Et comme l'indique le surtitre, "vous ne pourrez pas dire que vous ne saviez pas".  Sur certains points ils ne vont pas trop loin, pas de guerre civile (comme le souhaiterais l'O.E.I., l'Organisation de l’État Islamique) mais l'application pure et dure des lois anti-immigration, de la sortie de l'Europe, du retour au Franc etc. et des conséquences probables (Attachez vos ceintures ça va faire mal). Le scénario est bien ficelé, bien construit, bien étayé. Le dessin se prête à merveille pour cette histoire, les personnages sont bien campés, les mises en scènes et les réactions, en particulier des médias et des politiques sont réalistes à souhaits. On s'y croirait. La BD recèle quelques surprises que je vous laisse découvrir.
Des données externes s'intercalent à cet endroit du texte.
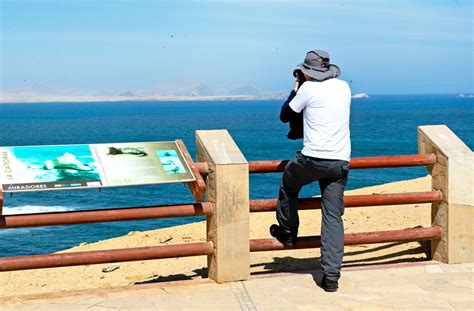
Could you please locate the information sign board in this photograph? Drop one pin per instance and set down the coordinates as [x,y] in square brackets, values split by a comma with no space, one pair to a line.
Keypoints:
[32,168]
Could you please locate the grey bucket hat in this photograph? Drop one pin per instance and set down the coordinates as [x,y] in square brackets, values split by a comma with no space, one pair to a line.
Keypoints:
[316,65]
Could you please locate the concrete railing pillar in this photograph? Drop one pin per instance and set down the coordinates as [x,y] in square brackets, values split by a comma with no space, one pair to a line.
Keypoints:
[453,175]
[227,187]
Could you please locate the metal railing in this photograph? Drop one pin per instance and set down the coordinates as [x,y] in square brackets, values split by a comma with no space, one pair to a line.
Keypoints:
[206,208]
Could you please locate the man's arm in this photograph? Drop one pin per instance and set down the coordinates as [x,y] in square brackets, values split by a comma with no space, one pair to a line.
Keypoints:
[287,113]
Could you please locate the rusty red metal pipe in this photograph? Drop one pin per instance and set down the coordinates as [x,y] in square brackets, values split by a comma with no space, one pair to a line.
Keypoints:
[105,256]
[355,163]
[106,215]
[406,235]
[356,200]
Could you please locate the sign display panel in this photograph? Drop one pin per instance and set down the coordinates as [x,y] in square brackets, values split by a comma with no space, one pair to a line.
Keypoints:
[31,168]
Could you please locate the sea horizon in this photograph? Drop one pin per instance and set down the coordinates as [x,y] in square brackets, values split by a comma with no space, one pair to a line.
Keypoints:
[380,126]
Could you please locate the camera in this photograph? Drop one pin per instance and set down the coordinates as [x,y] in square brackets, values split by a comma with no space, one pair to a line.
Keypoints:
[297,73]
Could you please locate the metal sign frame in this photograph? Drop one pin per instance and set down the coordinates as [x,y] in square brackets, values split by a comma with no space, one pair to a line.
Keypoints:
[170,164]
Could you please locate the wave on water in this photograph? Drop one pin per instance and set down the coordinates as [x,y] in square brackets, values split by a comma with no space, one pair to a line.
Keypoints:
[32,209]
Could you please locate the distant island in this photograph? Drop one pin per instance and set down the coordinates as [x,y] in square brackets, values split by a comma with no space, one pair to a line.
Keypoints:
[360,95]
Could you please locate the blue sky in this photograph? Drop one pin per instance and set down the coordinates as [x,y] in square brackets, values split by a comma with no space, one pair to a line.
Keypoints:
[383,47]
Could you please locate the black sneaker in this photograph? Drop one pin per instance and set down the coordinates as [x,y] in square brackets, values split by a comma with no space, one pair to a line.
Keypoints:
[329,286]
[285,238]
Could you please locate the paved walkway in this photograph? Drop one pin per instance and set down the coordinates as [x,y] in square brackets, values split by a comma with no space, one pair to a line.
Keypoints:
[429,285]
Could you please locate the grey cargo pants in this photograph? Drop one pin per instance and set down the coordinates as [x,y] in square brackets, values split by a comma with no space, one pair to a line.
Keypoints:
[332,177]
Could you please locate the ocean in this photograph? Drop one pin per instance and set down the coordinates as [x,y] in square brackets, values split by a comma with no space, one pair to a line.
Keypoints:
[380,125]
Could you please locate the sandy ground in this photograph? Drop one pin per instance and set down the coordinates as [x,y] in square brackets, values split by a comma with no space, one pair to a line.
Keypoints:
[356,220]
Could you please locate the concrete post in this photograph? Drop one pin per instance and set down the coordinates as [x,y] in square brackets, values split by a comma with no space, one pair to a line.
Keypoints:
[453,175]
[227,187]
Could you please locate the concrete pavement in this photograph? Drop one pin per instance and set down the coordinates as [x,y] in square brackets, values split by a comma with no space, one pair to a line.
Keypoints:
[427,285]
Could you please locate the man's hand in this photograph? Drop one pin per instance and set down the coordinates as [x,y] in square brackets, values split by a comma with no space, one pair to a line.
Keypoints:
[297,84]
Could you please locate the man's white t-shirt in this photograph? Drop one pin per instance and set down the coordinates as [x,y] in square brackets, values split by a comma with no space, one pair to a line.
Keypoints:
[326,112]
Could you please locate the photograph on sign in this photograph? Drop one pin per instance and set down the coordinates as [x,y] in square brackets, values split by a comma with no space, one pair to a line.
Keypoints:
[48,167]
[123,164]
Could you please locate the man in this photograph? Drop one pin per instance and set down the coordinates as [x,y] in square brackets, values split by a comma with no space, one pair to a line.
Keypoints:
[325,102]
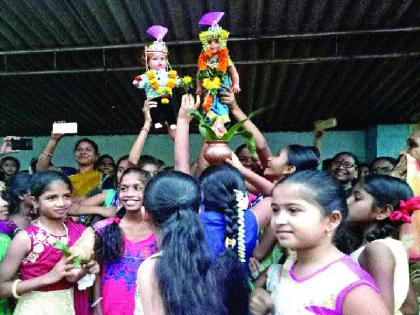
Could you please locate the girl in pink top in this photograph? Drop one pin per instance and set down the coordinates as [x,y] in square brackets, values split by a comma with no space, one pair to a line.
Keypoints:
[308,208]
[123,243]
[46,277]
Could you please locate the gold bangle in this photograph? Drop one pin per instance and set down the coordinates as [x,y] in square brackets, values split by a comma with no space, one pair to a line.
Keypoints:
[14,288]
Du point de vue BD, scénario et dessins, c'est du tout bon. Quant au fond, vous ne pourrez pas dire que vous ne saviez pas (ha, ha). En ces périodes troublées le choix du FN est encore moins anodin (pour peu qu'il l'ai jamais été). Ma lecture en cours des Identités meurtrières d'Amin Malouf, qui propose un code de conduite constructif, pour écrire les pages à venir de la France et qui va à l'encontre d'un Zemmour , tourné vers le passé, montre à quel point le choix de l'extrémisme est erroné, et à quel point (aussi) je regrette de ne pas avoir avoir lu Amin Malouf plus tôt. Une BD qui a  aussi le courage de parler du présent et de sujets polémiques intelligemment. Je ne peux qu'applaudir.

Une excellente lecture pour une BD tout aussi excellente ! A lire d'urgence.